The research conducted by the Institute for Fiscal Studies (IFS) found that the average student will leave university with about £44,000 of debt, around £20,000 more than the previous system, which saw students pay roughly £3,000 a year.
The study – entitled ‘Payback Time?’ – found that graduates will repay about £66,897, which is approximately £35,446 in today’s prices. It also found that the decision to use real, above-inflation interest rates will mean that 45% of graduates will pay back more than they borrowed in real terms.
However, graduates will have an average of £30,000 written off if they have not repaid their debt within 30 years of graduating, which is usually in their early 50s.
In 2012, university tuition fees were trebled to a maximum of £9,000 a year. Graduates begin to pay back loans when they earn at least £21,000 per annum at a rate of 9% on all income above this threshold. This is more than £6,000 higher than in the previous system where the threshold stood at £15,795. However, under the new scheme, graduates pay an above-inflation interest rate of up to 3%, which begins while still studying. In the previous system, there was no real rate of interest.
The commissioners of the research, The Sutton Trust, has said the current Student Finance regime will leave people vulnerable at times when family costs are high. The director of research, Connor Ryan, stated:
“The new system will benefit graduates who earn very little in their lifetime. But for many professionals, such as teachers, this will mean having to find up to £2,500 extra a year to service loans at a time when their children are still at school and family and mortgage costs are at their most pressing.”
The report discusses the ‘average’ teacher, who works every year after graduating, taking out an average-sized loan, and having average earnings for their profession. This teacher will repay around £42,000 by the time they reach their early 50s. Then they will have the remainder – about £25,000 – written off. In the previous system, they would have fully repaid their £25,000 debt by the time they reached 40.

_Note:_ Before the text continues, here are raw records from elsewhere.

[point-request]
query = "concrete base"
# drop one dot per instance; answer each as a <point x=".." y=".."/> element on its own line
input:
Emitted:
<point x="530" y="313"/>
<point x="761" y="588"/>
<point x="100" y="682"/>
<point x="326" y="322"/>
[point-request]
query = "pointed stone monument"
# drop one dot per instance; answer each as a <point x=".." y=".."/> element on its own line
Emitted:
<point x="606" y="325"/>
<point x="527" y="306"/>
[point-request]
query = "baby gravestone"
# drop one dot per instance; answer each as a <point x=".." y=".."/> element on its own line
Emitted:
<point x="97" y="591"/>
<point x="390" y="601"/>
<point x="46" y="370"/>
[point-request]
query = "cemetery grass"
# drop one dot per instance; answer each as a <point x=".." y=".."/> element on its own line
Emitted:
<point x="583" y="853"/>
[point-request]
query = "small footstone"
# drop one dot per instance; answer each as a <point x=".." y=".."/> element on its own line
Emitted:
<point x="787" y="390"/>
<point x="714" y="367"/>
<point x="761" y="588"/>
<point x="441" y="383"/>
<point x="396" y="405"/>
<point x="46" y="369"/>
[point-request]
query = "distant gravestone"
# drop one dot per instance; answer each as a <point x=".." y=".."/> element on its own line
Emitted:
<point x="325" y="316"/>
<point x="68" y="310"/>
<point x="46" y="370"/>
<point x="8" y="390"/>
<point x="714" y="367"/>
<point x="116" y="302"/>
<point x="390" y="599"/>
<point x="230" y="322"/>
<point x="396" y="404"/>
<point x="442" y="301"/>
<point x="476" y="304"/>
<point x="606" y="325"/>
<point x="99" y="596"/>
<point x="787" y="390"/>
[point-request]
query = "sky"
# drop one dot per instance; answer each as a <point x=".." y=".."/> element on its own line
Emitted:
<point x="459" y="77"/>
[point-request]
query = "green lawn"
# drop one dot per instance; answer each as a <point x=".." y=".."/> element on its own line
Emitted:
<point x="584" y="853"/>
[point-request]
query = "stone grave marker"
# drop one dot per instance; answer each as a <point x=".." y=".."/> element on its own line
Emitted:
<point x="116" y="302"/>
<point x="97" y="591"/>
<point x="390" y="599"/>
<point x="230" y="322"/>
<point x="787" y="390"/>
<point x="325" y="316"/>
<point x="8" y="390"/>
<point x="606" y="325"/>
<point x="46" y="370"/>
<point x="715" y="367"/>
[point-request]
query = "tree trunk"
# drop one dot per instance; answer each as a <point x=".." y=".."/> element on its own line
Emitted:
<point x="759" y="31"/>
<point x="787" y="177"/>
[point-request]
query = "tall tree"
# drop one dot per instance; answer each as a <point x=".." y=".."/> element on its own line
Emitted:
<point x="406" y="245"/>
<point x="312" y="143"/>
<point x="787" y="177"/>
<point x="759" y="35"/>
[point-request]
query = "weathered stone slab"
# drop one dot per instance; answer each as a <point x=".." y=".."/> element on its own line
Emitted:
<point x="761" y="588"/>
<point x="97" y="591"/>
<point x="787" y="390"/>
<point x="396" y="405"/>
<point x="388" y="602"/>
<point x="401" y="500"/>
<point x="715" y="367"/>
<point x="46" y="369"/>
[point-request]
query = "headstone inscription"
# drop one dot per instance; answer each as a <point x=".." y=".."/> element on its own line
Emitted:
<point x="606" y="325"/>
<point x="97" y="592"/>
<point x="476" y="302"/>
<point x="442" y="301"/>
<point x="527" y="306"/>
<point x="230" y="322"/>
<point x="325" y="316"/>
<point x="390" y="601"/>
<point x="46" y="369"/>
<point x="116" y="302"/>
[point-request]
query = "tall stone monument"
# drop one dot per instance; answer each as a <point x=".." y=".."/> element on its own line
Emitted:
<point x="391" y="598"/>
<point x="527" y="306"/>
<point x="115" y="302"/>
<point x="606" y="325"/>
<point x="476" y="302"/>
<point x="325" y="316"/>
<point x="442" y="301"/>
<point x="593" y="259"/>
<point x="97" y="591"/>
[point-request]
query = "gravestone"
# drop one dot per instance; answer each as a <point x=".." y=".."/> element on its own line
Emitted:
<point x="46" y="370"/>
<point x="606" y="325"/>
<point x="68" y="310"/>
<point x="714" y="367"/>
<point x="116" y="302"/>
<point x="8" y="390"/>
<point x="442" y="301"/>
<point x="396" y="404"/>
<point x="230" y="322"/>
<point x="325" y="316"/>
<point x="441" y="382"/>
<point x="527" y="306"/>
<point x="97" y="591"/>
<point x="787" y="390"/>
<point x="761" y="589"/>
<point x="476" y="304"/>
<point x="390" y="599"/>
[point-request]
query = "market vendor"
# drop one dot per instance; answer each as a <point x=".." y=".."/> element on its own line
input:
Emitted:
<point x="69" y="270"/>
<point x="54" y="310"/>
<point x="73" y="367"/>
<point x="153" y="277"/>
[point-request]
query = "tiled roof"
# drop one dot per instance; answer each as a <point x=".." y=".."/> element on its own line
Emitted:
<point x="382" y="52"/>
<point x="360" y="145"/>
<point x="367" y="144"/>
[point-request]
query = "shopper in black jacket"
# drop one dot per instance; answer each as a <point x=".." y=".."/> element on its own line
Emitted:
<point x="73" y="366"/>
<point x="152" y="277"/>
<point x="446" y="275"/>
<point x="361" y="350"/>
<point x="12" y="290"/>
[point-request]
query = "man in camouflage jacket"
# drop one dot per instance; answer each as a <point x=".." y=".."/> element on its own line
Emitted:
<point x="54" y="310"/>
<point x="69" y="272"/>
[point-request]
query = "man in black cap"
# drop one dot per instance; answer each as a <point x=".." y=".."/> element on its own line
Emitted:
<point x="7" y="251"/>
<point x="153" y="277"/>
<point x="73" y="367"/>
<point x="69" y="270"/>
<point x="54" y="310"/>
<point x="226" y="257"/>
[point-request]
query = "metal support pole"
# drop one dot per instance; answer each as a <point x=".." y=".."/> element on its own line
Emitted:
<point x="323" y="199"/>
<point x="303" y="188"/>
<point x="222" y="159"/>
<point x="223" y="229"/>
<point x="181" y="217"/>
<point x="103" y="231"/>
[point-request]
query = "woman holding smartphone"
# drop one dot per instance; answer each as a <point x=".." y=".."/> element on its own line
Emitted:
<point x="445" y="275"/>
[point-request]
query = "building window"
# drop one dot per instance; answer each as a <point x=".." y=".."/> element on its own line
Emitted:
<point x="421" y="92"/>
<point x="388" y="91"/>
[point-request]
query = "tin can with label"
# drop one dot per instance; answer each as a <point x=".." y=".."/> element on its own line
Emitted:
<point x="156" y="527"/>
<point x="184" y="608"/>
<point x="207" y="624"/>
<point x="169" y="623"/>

Liam Byrne, the Shadow Universities Minister, said:
“David Cameron’s student finance system has lost its last shred of credibility. Degree costs have trebled yet costs to the taxpayer have gone up, and now we learn our children and grandchildren will be paying off their student debt well into their 50s. The system has lost all fiscal credibility and is losing public confidence.”
However, a spokeswoman from the business department has defended the government’s decision:
“As a result of our reforms, a greater proportion of students from disadvantaged backgrounds are going to university than ever before.
Most students will not pay upfront to study; there are more loans, grants and bursaries for those from poorer families. We have protected those on lower incomes by increasing the repayment threshold to £21,000 and our universities are now well funded for the long-term.”